Within the city of Multan, Pakistan there is a shrine of Hazrat Muhammad Shah Yusaf Gardezi, commonly known as Shah Gardez, just inside the Bohar Gate. It is a rectangular domeless building decorated with glazed tiles, a work of considerable beauty.

He came to Multan in 1088 and revitalized the then-dead city. Shah Yousaf Gardez converted many people to Islam and performed numerous miracles which can be found in history books. His descendants are known as Gardezis and are one of the few old noble families in the country.

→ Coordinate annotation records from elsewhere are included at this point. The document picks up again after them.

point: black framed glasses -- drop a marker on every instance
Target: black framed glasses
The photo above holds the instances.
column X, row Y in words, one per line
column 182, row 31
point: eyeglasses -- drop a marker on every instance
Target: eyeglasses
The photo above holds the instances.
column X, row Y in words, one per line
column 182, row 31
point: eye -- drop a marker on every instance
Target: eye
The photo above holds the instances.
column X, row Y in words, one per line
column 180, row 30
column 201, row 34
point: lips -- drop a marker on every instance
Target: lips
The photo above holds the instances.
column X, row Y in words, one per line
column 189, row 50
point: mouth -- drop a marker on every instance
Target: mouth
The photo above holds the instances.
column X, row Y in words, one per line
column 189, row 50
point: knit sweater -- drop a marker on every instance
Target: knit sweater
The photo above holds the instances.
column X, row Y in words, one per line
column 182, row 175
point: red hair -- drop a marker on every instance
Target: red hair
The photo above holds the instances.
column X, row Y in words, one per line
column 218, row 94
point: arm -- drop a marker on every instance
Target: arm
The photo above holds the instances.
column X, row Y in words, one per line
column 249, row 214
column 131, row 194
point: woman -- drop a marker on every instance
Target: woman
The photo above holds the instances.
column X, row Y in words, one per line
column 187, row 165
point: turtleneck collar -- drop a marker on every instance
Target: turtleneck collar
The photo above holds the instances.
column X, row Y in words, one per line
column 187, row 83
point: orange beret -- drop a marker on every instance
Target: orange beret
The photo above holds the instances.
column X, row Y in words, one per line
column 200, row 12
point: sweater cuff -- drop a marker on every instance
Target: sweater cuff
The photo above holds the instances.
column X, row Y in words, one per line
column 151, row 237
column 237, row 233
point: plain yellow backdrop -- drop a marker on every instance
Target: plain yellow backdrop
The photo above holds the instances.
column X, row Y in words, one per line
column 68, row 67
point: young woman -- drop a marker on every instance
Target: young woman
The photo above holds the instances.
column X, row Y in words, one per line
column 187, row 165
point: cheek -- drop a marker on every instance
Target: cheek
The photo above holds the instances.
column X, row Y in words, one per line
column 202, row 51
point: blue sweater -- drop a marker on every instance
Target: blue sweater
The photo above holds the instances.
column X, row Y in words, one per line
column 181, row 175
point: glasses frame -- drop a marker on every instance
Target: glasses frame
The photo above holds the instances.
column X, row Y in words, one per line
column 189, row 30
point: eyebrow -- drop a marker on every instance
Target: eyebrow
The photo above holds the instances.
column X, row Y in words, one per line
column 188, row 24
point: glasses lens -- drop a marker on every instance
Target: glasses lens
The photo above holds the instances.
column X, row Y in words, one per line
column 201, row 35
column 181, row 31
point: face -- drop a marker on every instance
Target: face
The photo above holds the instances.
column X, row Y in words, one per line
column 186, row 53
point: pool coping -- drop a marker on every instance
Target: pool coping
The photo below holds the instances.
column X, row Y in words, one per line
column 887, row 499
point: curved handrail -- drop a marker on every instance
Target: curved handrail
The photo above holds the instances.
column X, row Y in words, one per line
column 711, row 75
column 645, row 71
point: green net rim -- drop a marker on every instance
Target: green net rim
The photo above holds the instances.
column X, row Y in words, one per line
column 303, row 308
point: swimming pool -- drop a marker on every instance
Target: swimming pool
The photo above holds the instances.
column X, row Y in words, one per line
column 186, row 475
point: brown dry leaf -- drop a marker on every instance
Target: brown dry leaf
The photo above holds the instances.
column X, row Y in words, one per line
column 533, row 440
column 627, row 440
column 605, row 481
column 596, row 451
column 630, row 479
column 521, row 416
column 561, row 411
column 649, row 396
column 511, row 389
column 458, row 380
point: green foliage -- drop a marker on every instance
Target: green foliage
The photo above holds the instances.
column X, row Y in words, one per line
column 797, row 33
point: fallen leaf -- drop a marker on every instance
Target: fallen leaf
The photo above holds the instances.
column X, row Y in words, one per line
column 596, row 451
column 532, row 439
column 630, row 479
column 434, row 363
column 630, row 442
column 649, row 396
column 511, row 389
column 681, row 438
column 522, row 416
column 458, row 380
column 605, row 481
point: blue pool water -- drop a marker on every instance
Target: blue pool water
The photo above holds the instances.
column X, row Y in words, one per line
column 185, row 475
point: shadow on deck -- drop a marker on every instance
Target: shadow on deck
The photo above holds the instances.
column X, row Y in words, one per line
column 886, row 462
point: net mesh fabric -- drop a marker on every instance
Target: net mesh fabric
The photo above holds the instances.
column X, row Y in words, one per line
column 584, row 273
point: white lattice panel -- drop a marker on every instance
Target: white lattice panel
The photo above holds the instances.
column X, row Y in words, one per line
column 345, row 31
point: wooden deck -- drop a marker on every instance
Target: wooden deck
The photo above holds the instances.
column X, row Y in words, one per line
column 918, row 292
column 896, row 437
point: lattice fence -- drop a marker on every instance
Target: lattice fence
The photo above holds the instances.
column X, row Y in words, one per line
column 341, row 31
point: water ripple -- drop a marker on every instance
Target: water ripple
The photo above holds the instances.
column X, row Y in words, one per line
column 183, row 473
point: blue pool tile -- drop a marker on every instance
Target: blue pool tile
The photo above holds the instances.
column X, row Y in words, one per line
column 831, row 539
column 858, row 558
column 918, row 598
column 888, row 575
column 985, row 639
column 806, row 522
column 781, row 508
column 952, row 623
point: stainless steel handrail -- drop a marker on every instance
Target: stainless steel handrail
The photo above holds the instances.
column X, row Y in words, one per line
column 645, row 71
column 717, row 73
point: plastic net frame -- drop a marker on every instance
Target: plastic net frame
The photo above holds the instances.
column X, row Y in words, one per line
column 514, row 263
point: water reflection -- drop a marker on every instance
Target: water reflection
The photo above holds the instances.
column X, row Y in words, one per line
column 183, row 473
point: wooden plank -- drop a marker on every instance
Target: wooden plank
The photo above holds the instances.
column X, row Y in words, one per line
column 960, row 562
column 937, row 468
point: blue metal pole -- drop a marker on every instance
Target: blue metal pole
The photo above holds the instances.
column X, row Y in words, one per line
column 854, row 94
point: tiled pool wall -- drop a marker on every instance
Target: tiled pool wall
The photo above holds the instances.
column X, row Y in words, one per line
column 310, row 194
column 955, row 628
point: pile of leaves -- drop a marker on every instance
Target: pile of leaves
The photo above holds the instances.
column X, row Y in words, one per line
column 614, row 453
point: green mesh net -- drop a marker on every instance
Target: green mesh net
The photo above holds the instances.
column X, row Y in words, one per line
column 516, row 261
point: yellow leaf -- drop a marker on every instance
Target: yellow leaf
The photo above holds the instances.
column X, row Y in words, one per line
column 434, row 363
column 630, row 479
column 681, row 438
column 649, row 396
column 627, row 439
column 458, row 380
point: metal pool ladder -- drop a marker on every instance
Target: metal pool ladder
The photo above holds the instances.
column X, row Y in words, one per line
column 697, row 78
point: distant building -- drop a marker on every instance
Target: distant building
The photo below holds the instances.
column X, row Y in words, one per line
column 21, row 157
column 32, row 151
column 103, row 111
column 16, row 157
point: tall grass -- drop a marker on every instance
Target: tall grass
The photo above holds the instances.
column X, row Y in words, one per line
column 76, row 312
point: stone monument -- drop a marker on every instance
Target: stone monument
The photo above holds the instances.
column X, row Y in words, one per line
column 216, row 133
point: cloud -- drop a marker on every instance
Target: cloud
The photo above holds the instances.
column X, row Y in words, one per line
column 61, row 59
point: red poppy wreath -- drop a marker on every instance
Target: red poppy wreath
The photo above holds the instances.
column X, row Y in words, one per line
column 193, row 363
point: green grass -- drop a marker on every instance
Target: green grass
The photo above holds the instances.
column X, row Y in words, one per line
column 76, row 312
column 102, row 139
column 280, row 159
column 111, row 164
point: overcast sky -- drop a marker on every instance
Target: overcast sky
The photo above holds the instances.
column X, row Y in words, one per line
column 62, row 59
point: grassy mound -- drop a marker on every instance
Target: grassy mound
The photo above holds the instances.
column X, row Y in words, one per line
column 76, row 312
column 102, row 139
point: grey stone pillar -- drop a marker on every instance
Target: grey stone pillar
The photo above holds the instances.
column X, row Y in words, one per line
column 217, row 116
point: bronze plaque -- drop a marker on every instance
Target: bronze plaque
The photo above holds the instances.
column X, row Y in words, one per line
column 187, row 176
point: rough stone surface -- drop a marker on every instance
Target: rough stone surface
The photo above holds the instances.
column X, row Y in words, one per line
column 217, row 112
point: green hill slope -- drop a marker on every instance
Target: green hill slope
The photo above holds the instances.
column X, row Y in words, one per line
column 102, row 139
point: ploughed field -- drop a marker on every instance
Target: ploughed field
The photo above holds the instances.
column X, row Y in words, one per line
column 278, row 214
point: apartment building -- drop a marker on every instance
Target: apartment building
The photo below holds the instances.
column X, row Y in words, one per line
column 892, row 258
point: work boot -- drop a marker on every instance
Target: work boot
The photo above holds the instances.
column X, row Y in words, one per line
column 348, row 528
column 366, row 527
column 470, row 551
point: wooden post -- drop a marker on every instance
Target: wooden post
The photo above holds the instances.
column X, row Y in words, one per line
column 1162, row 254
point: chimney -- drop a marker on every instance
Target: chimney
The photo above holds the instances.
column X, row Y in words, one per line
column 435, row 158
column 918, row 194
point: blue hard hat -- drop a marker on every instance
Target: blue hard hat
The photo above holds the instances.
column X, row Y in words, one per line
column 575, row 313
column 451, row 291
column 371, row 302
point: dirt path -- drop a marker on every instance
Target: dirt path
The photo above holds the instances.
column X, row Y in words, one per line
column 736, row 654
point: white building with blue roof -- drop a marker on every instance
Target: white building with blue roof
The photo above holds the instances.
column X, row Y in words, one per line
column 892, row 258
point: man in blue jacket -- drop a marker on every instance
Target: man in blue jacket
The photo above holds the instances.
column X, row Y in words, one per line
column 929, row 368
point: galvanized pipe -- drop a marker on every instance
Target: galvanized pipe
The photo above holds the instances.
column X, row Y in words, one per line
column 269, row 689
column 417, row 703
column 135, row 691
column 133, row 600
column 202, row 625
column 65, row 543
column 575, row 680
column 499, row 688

The famous historian Arnold J. Toynbee in his book "Between Oxus and Jumna" writes,"…the tomb under whose shadow I am now writing ... is the tomb of Shah Yousaf Gardezi. I am being entertained in the Gardezi family's 'Dewan-Khanah', their family guest house, and the tomb, with the tombs of the saint’s descendants clustering round it, is only a stone's-throw away. Being named Joseph, I (like Stalin) am this saint's namesake, but I cannot claim also to be a 'Shah'; for, in Pakistan, 'Shah' signifies a Sayid: that is to say, a descendant of the Prophet Muhammad. The legend declares that, nine hundred years ago, Shah Yousaf Gardezi came riding into Multan on a lion, with a live snake for a whip and a pair of pigeons fluttering over his head. He had ridden his lion all the way from Gardez in Afghanistan, and he had brought with him the teaching of the Twelve-Imam branch of Shi'ah sect of Islam (the form of Shi'ism that today is the national religion of Persia). In the course of Nine Hundred years, both the saint's descendants and the pigeon's descendants have multiplied exceedingly. This whole quarter of the city (Multan) is now occupied by the houses of the Gardezis and the Gardezis' cousins' cousins. As for the Pigeons, they live on the Gardezis' roofs and cluster, in force, on the Gardezis' Saintly ancestor's tomb. The tomb is cased in blue tiles, dating from the reign of Mughal Emperor Humayun, and at intervals there are apertures in the tile works, opening into cavities specially provided to give the pigeons a lodging as close as possible to the spot where the saint's body lies. It is a pretty sight to see them poking in and out, for the entire world as if the tomb has been built solely for their benefits. The pigeons flutter here below. The kites soar there, up aloft, at what looks almost like jet-plane altitude when one lifts up ones eye towards the sky. Since this is the Indian Subcontinent, the kites do not make pigeons their prey. They take their cue from the local human beings and leave the pigeons alone. Nine hundred years of unbroken family history. What a sheet-anchor for the fortunate Gardezis in this swiftly changing world."